Should there be a determination to terminate a trust earlier than contemplated by the trust agreement, the AC has various “minimization powers” to limit or eliminate distributions to the primary beneficiary, restrict or eliminate the primary beneficiary’s limited POA and deem the primary beneficiary deceased for the purpose of acting as or appointing any officeholder and for certain other purposes under the trust agreement.
Two Rulings Requested
The grantor of the trusts requested the following rulings from the IRS:
(1) While more than one of grantor’s children are acting on the AC, none of the committee powers will be considered a general POA under IRC Section 2041.
(2) While more than one of grantor’s children are acting on the AC, none of the committee powers will be considered a general POA under IRC Section 2514.
AC Members Have Adverse Interests
Property is included in a decedent’s estate to the extent the decedent had a general POA over the property at the time of his death (if said power was created after Oct. 21, 1942). Furthermore, if an individual exercises or releases such a general POA during life, he’s deemed to have made a transfer of the property for gift tax purposes.
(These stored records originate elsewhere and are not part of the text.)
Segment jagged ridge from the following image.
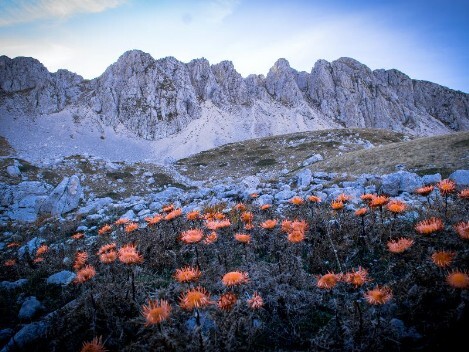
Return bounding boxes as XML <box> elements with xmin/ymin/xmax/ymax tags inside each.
<box><xmin>1</xmin><ymin>50</ymin><xmax>468</xmax><ymax>143</ymax></box>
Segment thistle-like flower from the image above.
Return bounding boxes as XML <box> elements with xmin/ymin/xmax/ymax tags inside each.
<box><xmin>141</xmin><ymin>299</ymin><xmax>171</xmax><ymax>326</ymax></box>
<box><xmin>179</xmin><ymin>287</ymin><xmax>212</xmax><ymax>310</ymax></box>
<box><xmin>458</xmin><ymin>188</ymin><xmax>469</xmax><ymax>199</ymax></box>
<box><xmin>235</xmin><ymin>233</ymin><xmax>251</xmax><ymax>244</ymax></box>
<box><xmin>437</xmin><ymin>179</ymin><xmax>456</xmax><ymax>196</ymax></box>
<box><xmin>164</xmin><ymin>208</ymin><xmax>182</xmax><ymax>221</ymax></box>
<box><xmin>204</xmin><ymin>231</ymin><xmax>218</xmax><ymax>244</ymax></box>
<box><xmin>343</xmin><ymin>267</ymin><xmax>369</xmax><ymax>288</ymax></box>
<box><xmin>446</xmin><ymin>270</ymin><xmax>469</xmax><ymax>289</ymax></box>
<box><xmin>290</xmin><ymin>196</ymin><xmax>305</xmax><ymax>205</ymax></box>
<box><xmin>454</xmin><ymin>221</ymin><xmax>469</xmax><ymax>240</ymax></box>
<box><xmin>186</xmin><ymin>210</ymin><xmax>201</xmax><ymax>221</ymax></box>
<box><xmin>387</xmin><ymin>238</ymin><xmax>414</xmax><ymax>253</ymax></box>
<box><xmin>217</xmin><ymin>292</ymin><xmax>237</xmax><ymax>311</ymax></box>
<box><xmin>354</xmin><ymin>207</ymin><xmax>368</xmax><ymax>217</ymax></box>
<box><xmin>308</xmin><ymin>195</ymin><xmax>322</xmax><ymax>203</ymax></box>
<box><xmin>180</xmin><ymin>229</ymin><xmax>204</xmax><ymax>244</ymax></box>
<box><xmin>174</xmin><ymin>266</ymin><xmax>202</xmax><ymax>283</ymax></box>
<box><xmin>261</xmin><ymin>219</ymin><xmax>277</xmax><ymax>229</ymax></box>
<box><xmin>415</xmin><ymin>185</ymin><xmax>434</xmax><ymax>196</ymax></box>
<box><xmin>124</xmin><ymin>222</ymin><xmax>139</xmax><ymax>233</ymax></box>
<box><xmin>247</xmin><ymin>292</ymin><xmax>264</xmax><ymax>309</ymax></box>
<box><xmin>386</xmin><ymin>200</ymin><xmax>407</xmax><ymax>214</ymax></box>
<box><xmin>431</xmin><ymin>251</ymin><xmax>456</xmax><ymax>267</ymax></box>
However, if the power is exercisable by an individual (during life or at death) only in conjunction with another person who has a substantial interest in the property subject to the power, which is adverse to the exercise of the power in favor of said individual, such power isn’t deemed to be a general POA. A person who, after an individual’s death, holds a POA over property that was subject to said individual’s power, which he may exercise in his own favor, is deemed to have an interest in the property which is adverse to the exercise of said individual’s power. A taker in default of appointment under a power has an interest that’s adverse to an exercise of the power. A co-holder of a power is considered as having an adverse interest when he may possess the power after the possessor’s death and may exercise it at that time in favor of himself, his estate, his creditors or the creditors of his estate.
The IRS compared the situation at hand to the example cited in Treasury Regulations Sections 20.2041-3(c)(2) and 25.2514-3(b)(2) and concluded that while more than one of the grantor’s children are acting on the AC, none of the committee members will be considered to have a general POA under either Sections 2041 or 2514 because the members of the AC have interests that are adverse to the other members. The IRS emphasized the fact that the AC has the power to prevent all distributions from the trusts. Furthermore, after the primary beneficiary reaches age 30, the AC has a jointly-held overriding POA to appoint trust property to any person or organization, including themselves. On the death of one child of, the power will pass jointly to the surviving three children.